- Em 9 de outubro de 2025, a polícia chinesa prendeu o pastor Wang Lin, da Zion Church, enquanto ele viajava para Shenzhen, marcando o início de uma ampla ofensiva contra uma das maiores congregações clandestinas do país.
- A Zion Church é uma igreja independente não aprovada pelo Partido Comunista, que vem sendo alvo de restrições desde 2018, quando o governo de Xi Jinping intensificou a vigilância sobre religiões consideradas estrangeiras.
- Em poucas horas, diversos pastores foram detidos em várias cidades chinesas e encaminhados para Beihai, na Guangxi, sinalizando coordenação e intensidade da operação.

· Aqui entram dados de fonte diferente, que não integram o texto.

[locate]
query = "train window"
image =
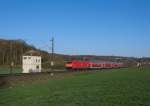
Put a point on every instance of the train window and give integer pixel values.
(69, 62)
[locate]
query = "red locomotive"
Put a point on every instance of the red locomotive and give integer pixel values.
(93, 65)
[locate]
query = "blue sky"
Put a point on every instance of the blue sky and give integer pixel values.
(99, 27)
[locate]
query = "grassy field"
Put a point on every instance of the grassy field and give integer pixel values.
(116, 87)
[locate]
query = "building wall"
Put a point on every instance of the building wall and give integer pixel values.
(31, 64)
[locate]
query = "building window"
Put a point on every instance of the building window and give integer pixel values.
(37, 67)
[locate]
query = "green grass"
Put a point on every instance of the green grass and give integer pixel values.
(117, 87)
(6, 70)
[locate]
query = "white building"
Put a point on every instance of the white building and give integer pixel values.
(31, 64)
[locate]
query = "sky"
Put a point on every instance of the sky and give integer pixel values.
(94, 27)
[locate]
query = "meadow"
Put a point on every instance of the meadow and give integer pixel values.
(115, 87)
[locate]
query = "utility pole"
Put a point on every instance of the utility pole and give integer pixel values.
(52, 52)
(11, 57)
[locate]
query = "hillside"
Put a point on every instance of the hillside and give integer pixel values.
(12, 50)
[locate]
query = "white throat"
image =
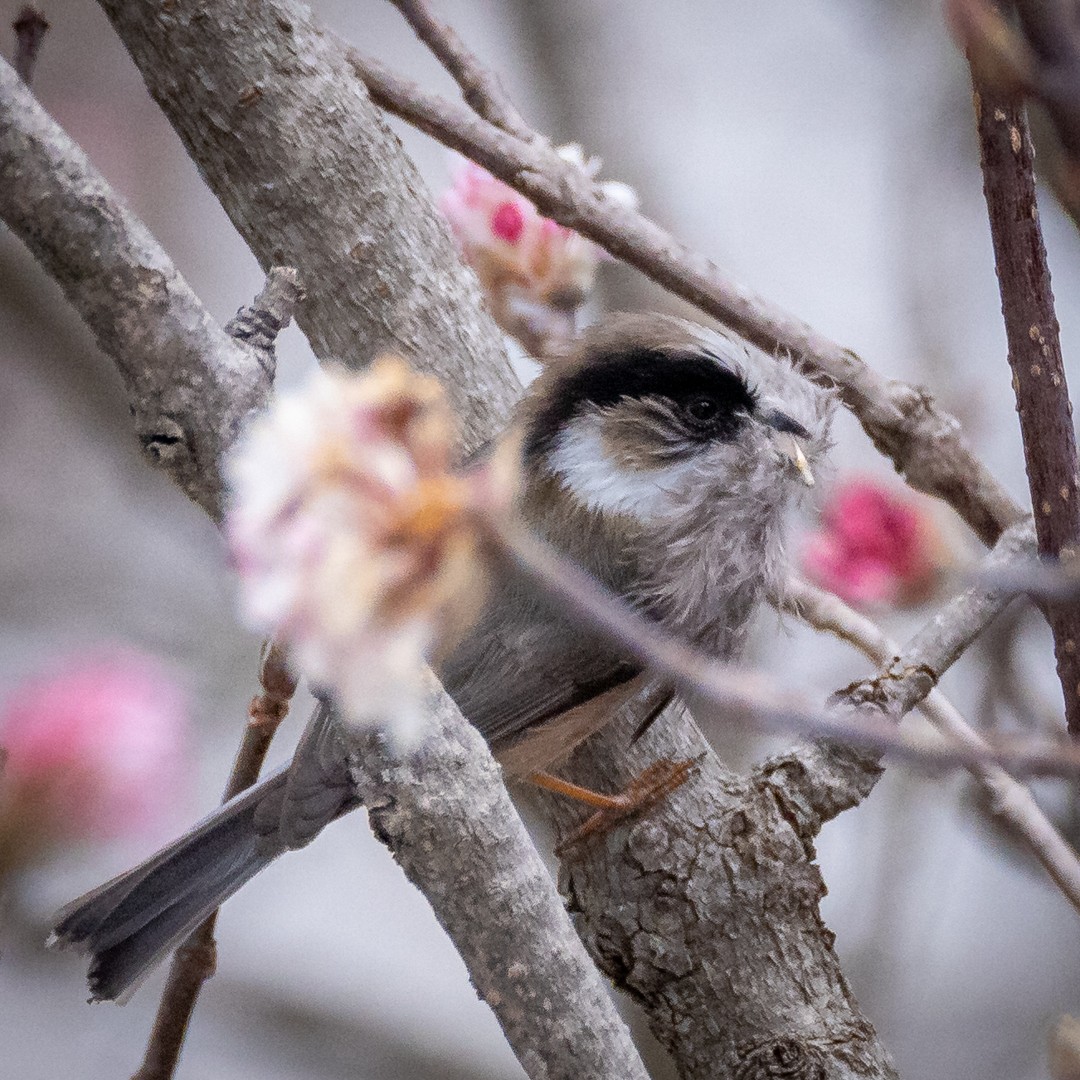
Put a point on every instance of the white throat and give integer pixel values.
(579, 459)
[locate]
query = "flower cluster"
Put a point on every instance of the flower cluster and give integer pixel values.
(513, 248)
(354, 540)
(92, 748)
(876, 548)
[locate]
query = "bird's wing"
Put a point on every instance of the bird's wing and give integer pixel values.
(549, 744)
(520, 674)
(318, 788)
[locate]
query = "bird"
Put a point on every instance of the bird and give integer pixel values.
(661, 456)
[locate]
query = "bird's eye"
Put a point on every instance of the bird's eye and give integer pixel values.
(702, 409)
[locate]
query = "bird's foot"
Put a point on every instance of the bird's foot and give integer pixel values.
(644, 792)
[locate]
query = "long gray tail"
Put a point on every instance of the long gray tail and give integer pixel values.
(130, 923)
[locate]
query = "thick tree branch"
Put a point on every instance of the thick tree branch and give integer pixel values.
(1008, 799)
(574, 1003)
(1035, 356)
(925, 444)
(268, 107)
(190, 386)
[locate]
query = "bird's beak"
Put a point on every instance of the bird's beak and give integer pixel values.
(786, 437)
(788, 446)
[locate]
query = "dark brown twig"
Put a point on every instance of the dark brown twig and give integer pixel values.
(196, 959)
(30, 27)
(925, 444)
(481, 89)
(1035, 356)
(1038, 58)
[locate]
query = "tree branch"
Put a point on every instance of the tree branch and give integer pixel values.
(824, 779)
(1008, 799)
(1035, 356)
(925, 444)
(309, 98)
(30, 28)
(481, 89)
(190, 386)
(310, 175)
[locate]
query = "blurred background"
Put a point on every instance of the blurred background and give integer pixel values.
(822, 152)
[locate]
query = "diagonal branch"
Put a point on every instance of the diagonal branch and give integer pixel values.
(925, 444)
(824, 779)
(1008, 799)
(30, 28)
(553, 1006)
(190, 386)
(482, 89)
(197, 957)
(1035, 356)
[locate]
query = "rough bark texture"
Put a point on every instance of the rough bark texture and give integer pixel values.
(707, 908)
(1035, 356)
(706, 913)
(190, 386)
(288, 140)
(192, 380)
(242, 112)
(523, 954)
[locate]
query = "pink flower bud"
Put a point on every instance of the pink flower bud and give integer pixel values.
(876, 547)
(93, 748)
(513, 248)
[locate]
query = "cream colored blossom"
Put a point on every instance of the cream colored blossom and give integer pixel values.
(353, 538)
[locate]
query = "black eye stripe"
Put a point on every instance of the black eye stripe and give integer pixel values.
(678, 378)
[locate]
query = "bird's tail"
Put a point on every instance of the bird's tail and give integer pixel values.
(130, 923)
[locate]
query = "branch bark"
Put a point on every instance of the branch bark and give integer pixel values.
(903, 421)
(268, 107)
(532, 971)
(1009, 800)
(190, 386)
(30, 28)
(1035, 356)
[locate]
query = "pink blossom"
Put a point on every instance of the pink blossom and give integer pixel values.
(511, 246)
(94, 748)
(876, 547)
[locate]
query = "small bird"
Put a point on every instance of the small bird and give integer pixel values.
(660, 456)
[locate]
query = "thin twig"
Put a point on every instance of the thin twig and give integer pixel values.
(1010, 800)
(482, 89)
(1040, 59)
(752, 698)
(1035, 356)
(30, 27)
(196, 959)
(925, 444)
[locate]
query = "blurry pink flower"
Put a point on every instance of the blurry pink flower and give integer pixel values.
(353, 539)
(93, 748)
(876, 547)
(510, 245)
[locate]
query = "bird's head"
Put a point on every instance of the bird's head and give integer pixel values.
(653, 418)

- Muitos líderes continuam detidos ou monitorados por advogados, sem contato direto com familiares; as autoridades costumam imputar acusações de fraude a clérigos não autorizados para justificar prisões.

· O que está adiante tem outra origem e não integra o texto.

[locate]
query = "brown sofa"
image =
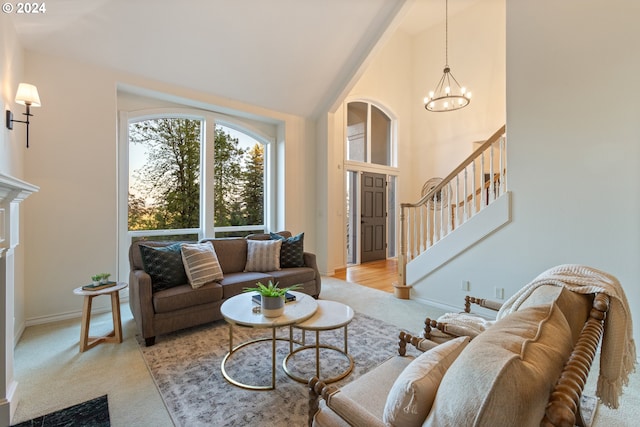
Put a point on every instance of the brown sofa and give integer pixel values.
(182, 306)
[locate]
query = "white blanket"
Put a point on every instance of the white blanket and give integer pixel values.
(618, 352)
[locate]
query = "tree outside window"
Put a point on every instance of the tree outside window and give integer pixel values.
(164, 192)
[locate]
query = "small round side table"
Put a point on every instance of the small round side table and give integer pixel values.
(115, 336)
(329, 315)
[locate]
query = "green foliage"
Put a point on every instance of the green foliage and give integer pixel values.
(271, 290)
(170, 177)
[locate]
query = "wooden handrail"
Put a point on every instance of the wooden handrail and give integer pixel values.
(429, 196)
(407, 208)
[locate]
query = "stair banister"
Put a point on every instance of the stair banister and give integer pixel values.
(425, 230)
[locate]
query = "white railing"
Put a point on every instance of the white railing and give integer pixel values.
(472, 186)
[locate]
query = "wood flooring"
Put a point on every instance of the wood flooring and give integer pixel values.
(376, 274)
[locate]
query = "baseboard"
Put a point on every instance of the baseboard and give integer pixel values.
(41, 320)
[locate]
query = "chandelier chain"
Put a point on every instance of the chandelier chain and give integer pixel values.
(446, 33)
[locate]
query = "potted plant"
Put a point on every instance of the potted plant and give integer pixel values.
(272, 297)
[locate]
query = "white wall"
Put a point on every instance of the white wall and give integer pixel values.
(477, 59)
(430, 144)
(72, 222)
(13, 144)
(574, 154)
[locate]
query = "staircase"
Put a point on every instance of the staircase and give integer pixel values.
(479, 182)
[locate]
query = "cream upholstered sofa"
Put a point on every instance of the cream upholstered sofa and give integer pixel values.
(527, 369)
(159, 309)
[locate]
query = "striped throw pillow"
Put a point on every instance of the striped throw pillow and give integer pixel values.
(263, 255)
(201, 263)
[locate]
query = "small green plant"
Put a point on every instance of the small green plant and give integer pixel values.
(271, 290)
(101, 277)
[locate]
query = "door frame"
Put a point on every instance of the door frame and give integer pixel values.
(359, 169)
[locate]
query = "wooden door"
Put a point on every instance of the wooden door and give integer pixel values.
(373, 217)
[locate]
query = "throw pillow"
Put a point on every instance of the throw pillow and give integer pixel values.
(292, 250)
(412, 394)
(263, 255)
(201, 263)
(164, 265)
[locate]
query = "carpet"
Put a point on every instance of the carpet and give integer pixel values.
(185, 366)
(94, 413)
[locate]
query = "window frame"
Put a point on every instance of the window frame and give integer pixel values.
(207, 227)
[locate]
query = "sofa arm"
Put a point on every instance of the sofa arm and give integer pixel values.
(339, 403)
(310, 261)
(141, 301)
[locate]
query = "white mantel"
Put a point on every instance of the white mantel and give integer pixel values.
(12, 192)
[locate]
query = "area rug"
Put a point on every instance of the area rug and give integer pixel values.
(186, 368)
(94, 412)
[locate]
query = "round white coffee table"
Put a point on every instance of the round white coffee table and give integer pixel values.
(239, 310)
(329, 316)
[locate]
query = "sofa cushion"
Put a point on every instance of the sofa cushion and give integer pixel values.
(234, 283)
(410, 399)
(293, 276)
(164, 265)
(184, 296)
(292, 250)
(506, 374)
(574, 306)
(201, 263)
(369, 394)
(263, 255)
(231, 252)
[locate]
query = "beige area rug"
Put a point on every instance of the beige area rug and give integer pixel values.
(186, 368)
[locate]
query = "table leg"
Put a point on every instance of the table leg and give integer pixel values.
(86, 319)
(273, 358)
(318, 353)
(115, 314)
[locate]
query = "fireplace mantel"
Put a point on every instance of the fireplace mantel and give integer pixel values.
(12, 192)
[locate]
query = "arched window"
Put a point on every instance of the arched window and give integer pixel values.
(369, 134)
(189, 175)
(371, 181)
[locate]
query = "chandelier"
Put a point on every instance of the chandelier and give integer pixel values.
(448, 94)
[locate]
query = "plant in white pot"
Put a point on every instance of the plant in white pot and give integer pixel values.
(272, 297)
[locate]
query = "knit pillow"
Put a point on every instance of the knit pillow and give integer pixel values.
(410, 399)
(201, 263)
(263, 255)
(164, 265)
(506, 374)
(292, 250)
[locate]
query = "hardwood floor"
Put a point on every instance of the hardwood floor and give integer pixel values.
(376, 274)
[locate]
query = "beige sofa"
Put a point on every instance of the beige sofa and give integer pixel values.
(166, 310)
(527, 369)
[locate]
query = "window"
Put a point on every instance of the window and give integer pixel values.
(191, 176)
(369, 134)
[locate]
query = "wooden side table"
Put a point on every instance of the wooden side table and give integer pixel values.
(87, 342)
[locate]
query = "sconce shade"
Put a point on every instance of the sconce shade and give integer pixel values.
(27, 95)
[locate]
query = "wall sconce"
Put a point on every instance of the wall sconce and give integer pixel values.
(28, 96)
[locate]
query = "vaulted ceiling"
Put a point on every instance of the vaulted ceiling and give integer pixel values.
(293, 56)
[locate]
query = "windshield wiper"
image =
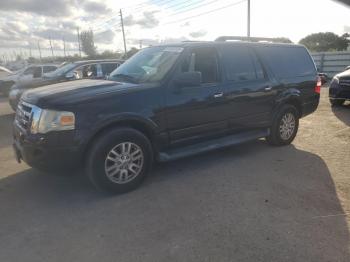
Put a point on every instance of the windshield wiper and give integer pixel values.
(128, 78)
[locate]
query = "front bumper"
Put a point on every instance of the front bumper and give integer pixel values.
(45, 151)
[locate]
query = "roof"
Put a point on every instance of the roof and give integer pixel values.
(98, 61)
(219, 43)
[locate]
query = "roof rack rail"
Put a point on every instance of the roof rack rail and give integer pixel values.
(244, 38)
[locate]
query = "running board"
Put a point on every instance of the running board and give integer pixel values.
(211, 145)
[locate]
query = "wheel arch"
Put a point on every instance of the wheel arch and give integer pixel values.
(144, 126)
(292, 97)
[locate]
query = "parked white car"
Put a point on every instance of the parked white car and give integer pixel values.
(28, 75)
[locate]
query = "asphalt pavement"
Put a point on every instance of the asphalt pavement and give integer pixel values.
(251, 202)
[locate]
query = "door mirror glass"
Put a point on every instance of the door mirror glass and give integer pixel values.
(189, 79)
(37, 72)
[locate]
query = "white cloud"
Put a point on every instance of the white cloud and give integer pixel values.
(24, 23)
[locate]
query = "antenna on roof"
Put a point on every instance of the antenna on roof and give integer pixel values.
(244, 38)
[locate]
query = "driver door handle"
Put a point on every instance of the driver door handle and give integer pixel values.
(217, 95)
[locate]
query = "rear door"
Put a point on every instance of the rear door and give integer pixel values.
(248, 93)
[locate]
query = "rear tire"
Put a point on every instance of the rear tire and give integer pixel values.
(284, 127)
(336, 102)
(119, 160)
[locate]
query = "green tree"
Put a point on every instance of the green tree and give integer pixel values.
(87, 43)
(321, 42)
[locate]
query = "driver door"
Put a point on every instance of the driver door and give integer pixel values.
(196, 112)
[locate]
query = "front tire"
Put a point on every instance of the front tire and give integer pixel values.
(119, 160)
(284, 127)
(336, 102)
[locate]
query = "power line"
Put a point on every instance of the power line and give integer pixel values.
(204, 13)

- A repressão tem provocado condenação internacional, com cobranças pela libertação de Wang Lin e reflexos sobre o estado da religião no país, que desde 2018 vem buscando alinhá-la aos valores oficiais do governo.
O regime de Xi Jinping intensificou a repressão a religiões não autorizadas na China. Em 9 de outubro de 2025, a polícia deteve o pastor Wang Lin, líder da Zion Church, na viagem para Shenzhen, no sul. A ação colocou a comunidade com cerca de 5 mil fiéis em alerta.
A Zion Church funciona como uma igreja independente não reconhecida pelo Partido Comunista. A detenção ocorreu durante uma operação noturna, com relatos de que várias lideranças foram afetadas em diferentes regiões do país. Ainda não está claro se Wang foi o único alvo ou se outras prisões ocorrerão.
Pastores de várias cidades foram recolhidos nas primeiras horas após o grupo ser alvo. Em menos de 24 horas, várias lideranças foram levadas a Beihai, na Guangxi, em uma operação coordenada que elevou o nível de apreensão entre os membros.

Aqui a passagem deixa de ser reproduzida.